死亡説の副大統領、健在誇示―イラク
米英捕虜をTV公開と予告
【カイロ23日時事】米英軍の爆撃による死亡説が出ていたイラクのラマダン副大統領が二十三日、開戦後初めてバグダッドで記者会見を行い、自身の健在ぶりを誇示した。会見の模様は、イラク国営テレビによって生中継された。開戦後、公の場に姿を見せたイラク当局者の中で、同副大統領は最高位。
ラマダン副大統領は「すべてのイスラム教徒は侵略者に対する弾丸にならねばならない」「国連のアナン事務総長は米英の手先」などと激しい言葉を連ねながら、「捕虜にした敵兵の姿を間もなくテレビで放映する」と予告。
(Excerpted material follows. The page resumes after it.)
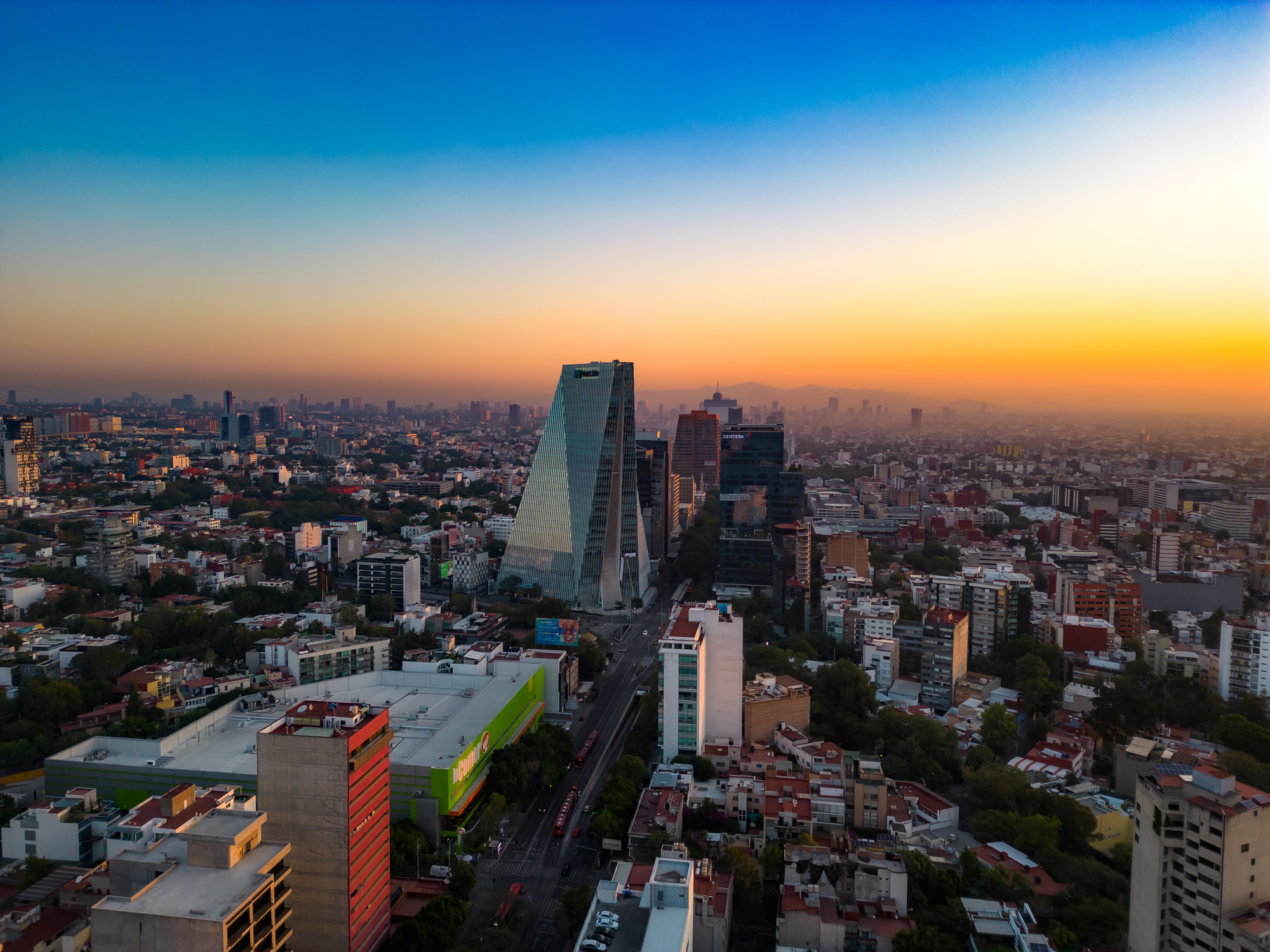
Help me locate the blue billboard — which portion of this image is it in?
[533,618,578,647]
ユーフラテス河畔の要衝ナシリヤ近郊で繰り広げられた戦闘で、イラク軍が撃破した米軍戦車の映像も見せるなど、イラク軍の戦果を強調した。
また、フセイン大統領の安否について、「大統領は今後も適時、国民にメッセージを送るだろう」と述べ、大統領は健在であると主張した。
ラマダン副大統領は、フセイン政権を支える有力側近。米ABCテレビは二十一日の首都バグダッドに対する大規模空爆後、ラマダン副大統領とともにアリ・ハッサン元国防相ら政権中枢の三人が死亡した可能性があると報じていた。